Sur la page blanche, l’ombre des mots disparus. Je contemple la feuille en m’interrogeant. Poussée à ce bureau par une drôle d’intuition, l’aperçu de leur silhouette dans la lumière de ma conscience, je les cherche sans succès. L’évidence de l’espace-temps précédent vient de m’échapper en faisant un bond de côté. Je jurerais voir ses yeux briller à la lisière de mon esprit, dans l’obscurité de mon inconscient.
Alors j’attends. Écrivain amateur passionné, sculpteur aux centaines de commandes, peintre exposé ou journaliste chevronné... je sais que personne n’échappe à cette partie de cache-cache. Mais comme tous ceux qui se trouvent régulièrement confrontés à cette absence, j’ai fini par comprendre la nature de la présence qu’elle dessine en creux.

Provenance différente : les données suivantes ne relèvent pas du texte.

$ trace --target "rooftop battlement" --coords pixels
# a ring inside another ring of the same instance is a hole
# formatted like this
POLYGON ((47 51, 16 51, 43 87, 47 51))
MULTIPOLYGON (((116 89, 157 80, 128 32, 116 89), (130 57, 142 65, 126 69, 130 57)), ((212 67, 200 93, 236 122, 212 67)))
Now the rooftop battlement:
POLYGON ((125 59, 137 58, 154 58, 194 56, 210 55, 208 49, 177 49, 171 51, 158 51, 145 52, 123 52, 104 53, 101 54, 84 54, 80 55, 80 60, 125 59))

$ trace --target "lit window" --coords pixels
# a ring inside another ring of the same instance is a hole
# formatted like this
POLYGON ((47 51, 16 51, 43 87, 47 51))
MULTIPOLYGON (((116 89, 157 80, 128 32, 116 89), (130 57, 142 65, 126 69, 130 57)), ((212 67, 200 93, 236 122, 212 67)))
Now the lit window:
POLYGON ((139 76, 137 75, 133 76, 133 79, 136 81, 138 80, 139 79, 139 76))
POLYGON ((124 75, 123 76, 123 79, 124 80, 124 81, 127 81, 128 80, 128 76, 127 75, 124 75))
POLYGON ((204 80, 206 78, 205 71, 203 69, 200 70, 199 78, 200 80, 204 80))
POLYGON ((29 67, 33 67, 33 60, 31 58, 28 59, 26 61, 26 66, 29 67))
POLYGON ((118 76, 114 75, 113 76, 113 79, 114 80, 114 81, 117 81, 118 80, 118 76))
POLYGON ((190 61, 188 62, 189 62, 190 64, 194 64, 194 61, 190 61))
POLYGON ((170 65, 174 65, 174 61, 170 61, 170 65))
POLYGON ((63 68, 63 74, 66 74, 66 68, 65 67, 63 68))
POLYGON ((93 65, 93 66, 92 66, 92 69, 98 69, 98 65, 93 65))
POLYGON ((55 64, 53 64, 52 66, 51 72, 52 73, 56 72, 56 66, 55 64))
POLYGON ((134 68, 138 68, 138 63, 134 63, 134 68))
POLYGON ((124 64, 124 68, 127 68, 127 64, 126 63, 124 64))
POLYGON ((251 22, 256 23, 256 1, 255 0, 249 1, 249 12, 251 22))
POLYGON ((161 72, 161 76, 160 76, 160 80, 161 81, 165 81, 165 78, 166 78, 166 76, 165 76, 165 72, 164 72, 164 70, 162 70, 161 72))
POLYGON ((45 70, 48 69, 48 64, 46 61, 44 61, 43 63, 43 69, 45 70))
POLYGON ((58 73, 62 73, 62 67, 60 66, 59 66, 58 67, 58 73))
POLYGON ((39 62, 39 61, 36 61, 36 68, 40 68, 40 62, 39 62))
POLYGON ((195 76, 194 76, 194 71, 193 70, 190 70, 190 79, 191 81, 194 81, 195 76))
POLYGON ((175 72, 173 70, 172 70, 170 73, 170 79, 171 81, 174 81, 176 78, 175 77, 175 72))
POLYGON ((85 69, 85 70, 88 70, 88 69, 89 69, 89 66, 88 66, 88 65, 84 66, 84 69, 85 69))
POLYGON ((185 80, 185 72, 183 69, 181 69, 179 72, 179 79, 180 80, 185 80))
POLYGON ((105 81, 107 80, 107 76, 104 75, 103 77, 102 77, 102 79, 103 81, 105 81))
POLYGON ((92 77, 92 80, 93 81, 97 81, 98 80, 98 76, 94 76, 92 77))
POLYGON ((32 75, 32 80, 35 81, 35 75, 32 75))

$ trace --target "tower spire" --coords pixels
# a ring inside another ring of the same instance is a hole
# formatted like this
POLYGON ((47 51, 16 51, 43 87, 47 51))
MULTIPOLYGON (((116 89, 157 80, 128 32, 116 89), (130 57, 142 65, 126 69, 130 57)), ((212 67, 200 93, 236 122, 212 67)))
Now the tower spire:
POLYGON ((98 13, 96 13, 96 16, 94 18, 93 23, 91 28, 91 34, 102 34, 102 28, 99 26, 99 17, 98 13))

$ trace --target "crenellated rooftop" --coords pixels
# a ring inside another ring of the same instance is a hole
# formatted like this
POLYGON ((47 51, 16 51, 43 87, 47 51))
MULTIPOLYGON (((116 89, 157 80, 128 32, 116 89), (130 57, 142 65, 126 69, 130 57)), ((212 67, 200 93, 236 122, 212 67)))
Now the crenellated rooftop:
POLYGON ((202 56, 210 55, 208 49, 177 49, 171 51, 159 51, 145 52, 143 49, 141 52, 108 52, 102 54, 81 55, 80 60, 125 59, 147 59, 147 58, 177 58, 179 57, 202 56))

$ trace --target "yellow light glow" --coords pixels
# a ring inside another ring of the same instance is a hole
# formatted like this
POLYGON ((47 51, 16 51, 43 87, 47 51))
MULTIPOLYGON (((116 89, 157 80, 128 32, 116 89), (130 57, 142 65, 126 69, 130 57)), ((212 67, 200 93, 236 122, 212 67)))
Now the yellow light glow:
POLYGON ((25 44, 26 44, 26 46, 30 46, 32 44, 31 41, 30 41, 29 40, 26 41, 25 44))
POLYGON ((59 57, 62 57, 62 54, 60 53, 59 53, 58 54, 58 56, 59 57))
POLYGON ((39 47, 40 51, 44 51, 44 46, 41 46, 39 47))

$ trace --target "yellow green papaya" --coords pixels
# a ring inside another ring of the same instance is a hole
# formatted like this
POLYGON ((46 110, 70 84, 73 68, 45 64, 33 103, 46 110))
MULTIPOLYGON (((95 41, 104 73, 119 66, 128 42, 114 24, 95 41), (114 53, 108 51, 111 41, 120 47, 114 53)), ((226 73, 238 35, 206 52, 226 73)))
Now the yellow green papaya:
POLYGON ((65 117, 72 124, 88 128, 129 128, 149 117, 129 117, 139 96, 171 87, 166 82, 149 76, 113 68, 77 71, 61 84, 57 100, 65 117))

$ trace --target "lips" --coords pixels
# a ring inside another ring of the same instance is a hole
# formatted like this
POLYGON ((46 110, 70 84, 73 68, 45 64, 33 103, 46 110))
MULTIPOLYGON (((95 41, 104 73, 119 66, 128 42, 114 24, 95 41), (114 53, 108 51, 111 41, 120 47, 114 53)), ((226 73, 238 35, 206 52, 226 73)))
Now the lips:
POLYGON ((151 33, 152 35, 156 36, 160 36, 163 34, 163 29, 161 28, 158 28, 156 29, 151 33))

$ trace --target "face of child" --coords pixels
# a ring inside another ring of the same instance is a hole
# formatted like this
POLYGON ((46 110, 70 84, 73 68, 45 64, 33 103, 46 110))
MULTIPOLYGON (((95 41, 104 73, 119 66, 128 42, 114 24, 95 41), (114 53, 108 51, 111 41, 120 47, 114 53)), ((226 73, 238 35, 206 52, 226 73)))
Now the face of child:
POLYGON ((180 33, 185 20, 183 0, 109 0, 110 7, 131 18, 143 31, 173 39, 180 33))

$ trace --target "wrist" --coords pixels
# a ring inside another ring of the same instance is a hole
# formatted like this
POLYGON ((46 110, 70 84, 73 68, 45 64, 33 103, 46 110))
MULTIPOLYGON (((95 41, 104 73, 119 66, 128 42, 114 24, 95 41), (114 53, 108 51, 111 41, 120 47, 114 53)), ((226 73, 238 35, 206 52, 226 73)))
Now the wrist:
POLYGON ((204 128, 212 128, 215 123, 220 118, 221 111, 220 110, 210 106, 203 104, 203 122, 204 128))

La créativité ne vient pas toujours quand on l’appelle. Ronronnante, joueuse et à demi-sauvage, cette créature aime en revanche se frotter à nous dans des moments où, parfois – souvent – nous sommes occupés à autre chose. Ses coups de pattes et ses œillades finissent par capter toute notre attention et la concentrent sur l’instant présent. Sur ce que nous avons à faire. Sa présence apaisante sur nos genoux nous sépare du monde pour quelques instants. Ou nous y place différemment. À nos côtés face à la page, la toile, la glaise, le fil de soie ou l’instrument, elle nous reconnecte à nous-mêmes. Et nous surprend. Car le résultat de cette visite n’est jamais tout à fait celui attendu. À caresser son pelage d’une main, s’émerveiller de ce qu’elle soit enfin là, et travailler de l’autre, quelque chose en nous est obligé de lâcher prise. Quelque chose de nous jusqu’ici inconnu, rétif peut-être, s’exprime. Quelque chose de grand dont nous ne savons jamais tout à fait si cela nous appartient. Mais dont nous sommes émerveillés d’être riches. Et lorsqu’elle repart, nous sommes comme orphelins. Privés d’une présence autre et d’une part de nous-même en un seul mouvement. Si douce, cette présence est addictive. Mais on aurait tort d’imaginer pouvoir la dompter. La créativité déteste la vanité au moins autant que l’inattention. La convoquer de toutes ses forces, c’est souvent la faire fuir. Tous ceux qui ont besoin d’elle au quotidien apprennent donc l’humilité. Et découvrent qu’il faut avant tout la nourrir. Très régulièrement. S’ouvrir au monde en restant enraciné en soi-même. Être sensible à tout. À soi. À elle. Dès lors, son pelage luira dans le jour de l'âme.
À vivre de la créativité, on découvre qu’elle aime se laisser apprivoiser. Si elle n’a pas de maître, elle choisit en revanche ses compagnons. Ce sont ceux qui sont toujours prêts à se lever, quelle que soit l’heure, pour lui ouvrir leur porte.